I have implemented PBKDF2 authentication for some web services.
The client is given the following information, so they can duplicate the PBKDF2 function:
- the hashing algorithm (SHA256)
- a secret password that is 30 bytes long
- the number of iterations (4096)
- the hash length (32)
The client is expected to generate a cryptographically secure random salt and use it in the PBKDF2 function. The resulting PBKDF2 hash and a base64 encoding of the salt is then added to an X-Authorization header in every request.
e.g. X-Authorization: 882fac38qkf98ff1ed29W4bd2f95P214=&&=2c55a195
All requests are done over https://. I have always been under the impression that a new salt should be generated on every request, as this prevents rainbow table attacks... but is this really necessary?

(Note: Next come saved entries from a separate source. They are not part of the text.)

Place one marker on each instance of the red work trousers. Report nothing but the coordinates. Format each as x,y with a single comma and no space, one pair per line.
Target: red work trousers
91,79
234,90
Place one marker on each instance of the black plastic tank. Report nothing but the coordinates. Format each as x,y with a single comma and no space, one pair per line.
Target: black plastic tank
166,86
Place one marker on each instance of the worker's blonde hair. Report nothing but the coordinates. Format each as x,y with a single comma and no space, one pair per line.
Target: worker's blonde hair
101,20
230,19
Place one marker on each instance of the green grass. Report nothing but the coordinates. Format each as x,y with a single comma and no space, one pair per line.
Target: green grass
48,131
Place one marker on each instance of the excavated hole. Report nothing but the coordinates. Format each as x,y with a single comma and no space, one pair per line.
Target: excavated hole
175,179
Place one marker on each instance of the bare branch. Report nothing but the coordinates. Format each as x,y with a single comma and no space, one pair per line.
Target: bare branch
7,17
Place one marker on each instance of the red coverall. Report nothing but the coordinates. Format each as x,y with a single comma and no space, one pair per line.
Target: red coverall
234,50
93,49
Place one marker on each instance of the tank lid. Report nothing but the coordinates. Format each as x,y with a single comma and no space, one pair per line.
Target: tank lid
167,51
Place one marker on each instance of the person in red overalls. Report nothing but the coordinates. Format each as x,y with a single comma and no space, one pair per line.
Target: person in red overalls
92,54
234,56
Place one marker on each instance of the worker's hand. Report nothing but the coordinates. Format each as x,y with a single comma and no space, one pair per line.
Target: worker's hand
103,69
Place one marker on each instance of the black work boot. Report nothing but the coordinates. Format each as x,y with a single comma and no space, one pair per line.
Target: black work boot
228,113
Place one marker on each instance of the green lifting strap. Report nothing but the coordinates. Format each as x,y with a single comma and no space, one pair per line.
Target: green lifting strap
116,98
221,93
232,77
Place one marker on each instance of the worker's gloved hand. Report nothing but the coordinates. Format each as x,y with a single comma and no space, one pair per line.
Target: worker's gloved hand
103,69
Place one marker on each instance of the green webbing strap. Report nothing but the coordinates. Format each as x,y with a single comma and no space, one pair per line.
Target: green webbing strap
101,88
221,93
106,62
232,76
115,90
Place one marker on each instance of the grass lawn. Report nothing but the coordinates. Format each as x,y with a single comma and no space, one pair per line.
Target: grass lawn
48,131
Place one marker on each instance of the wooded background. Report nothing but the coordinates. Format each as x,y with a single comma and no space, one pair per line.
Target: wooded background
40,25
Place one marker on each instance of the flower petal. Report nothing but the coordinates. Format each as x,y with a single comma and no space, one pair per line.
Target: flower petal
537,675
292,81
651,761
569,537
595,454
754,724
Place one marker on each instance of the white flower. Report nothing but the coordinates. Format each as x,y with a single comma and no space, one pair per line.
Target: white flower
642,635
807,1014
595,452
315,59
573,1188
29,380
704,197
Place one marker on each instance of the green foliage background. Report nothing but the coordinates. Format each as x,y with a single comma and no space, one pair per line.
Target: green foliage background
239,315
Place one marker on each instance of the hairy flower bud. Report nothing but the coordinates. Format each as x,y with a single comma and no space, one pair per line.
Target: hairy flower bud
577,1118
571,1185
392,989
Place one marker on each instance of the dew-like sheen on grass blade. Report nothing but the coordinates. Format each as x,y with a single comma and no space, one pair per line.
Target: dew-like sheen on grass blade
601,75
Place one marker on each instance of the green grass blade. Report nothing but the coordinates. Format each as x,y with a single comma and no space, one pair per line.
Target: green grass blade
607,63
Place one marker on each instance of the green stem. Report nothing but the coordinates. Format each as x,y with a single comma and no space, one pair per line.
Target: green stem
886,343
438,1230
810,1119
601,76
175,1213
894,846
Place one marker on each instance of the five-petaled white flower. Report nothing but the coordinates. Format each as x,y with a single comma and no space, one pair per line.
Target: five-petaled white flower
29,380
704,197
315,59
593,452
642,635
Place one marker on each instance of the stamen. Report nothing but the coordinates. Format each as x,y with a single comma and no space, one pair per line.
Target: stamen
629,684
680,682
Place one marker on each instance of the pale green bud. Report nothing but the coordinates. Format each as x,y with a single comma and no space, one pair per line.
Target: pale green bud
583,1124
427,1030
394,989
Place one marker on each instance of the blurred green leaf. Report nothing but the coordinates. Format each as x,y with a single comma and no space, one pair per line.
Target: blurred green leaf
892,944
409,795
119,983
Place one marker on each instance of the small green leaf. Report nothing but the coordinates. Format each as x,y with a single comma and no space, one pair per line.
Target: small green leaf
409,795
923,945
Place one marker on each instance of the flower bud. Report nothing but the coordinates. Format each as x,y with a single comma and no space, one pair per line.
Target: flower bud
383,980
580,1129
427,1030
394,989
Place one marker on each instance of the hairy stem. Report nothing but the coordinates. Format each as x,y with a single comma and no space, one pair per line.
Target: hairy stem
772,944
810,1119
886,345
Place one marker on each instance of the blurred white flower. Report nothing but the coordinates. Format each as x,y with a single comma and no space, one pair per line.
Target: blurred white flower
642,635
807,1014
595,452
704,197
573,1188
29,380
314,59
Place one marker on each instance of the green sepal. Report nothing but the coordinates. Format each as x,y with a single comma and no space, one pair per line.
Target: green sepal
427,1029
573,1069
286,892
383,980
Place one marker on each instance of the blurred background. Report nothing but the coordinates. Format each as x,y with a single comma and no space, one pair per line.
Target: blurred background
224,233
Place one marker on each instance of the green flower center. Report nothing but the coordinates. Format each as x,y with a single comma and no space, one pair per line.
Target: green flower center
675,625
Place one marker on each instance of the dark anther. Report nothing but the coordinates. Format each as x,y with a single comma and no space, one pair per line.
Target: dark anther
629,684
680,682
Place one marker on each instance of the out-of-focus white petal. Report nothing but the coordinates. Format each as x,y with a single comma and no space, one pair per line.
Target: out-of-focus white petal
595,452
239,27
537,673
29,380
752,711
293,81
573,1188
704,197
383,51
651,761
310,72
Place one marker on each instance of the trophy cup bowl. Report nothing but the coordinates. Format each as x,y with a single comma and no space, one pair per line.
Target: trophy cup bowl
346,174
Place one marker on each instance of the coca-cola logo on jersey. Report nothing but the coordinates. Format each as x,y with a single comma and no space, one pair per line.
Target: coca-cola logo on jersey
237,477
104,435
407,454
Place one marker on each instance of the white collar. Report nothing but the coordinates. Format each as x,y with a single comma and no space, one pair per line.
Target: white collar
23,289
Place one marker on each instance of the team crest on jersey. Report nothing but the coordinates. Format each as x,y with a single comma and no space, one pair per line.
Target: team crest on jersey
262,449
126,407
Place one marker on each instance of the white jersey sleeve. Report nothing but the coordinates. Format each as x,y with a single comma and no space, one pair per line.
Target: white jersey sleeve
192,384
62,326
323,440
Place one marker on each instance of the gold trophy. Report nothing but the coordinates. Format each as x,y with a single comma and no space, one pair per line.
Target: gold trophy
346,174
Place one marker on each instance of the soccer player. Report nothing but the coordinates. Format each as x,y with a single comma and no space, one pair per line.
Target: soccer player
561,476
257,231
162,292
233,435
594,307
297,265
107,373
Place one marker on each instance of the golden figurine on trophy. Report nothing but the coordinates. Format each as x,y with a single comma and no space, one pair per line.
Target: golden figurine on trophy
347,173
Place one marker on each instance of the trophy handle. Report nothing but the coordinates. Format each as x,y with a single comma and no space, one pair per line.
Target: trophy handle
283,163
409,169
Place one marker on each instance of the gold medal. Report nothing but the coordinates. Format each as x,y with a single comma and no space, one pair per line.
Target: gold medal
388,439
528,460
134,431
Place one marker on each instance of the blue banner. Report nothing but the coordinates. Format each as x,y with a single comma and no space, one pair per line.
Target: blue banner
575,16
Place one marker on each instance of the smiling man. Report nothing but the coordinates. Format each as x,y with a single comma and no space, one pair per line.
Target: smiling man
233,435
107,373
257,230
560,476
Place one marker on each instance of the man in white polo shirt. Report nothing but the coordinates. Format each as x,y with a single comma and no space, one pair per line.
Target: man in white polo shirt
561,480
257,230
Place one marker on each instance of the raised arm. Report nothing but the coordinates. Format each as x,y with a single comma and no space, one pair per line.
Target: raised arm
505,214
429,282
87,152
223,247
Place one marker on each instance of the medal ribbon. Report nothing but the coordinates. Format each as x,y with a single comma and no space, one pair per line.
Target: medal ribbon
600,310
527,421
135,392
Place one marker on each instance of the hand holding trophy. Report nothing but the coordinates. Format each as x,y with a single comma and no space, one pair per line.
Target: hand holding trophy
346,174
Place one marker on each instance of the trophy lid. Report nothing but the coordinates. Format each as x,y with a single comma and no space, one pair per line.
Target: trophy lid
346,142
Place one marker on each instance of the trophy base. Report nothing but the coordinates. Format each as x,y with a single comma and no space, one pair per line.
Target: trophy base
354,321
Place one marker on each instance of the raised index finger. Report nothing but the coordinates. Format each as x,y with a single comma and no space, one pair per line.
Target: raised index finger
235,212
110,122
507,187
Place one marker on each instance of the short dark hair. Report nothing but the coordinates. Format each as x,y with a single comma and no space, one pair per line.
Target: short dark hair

Let's say someone breaks through the TLS layer, and so they can see the password hash and the salt that was used. They are intent on breaking this password and so they create a rainbow table using this visible salt. I doubt they are going to crack a 30 byte password, but if they do, they now have the password we sent to the client.
At this point, with the password, they can make any request they like. It doesn't matter if a new salt is used on future requests. There is no need to create another rainbow table to crack those ones, because we already have the password.
Is there something I'm overlooking or misunderstanding? Is there a benefit to generating a new salt and running the PKDF2 function on every request?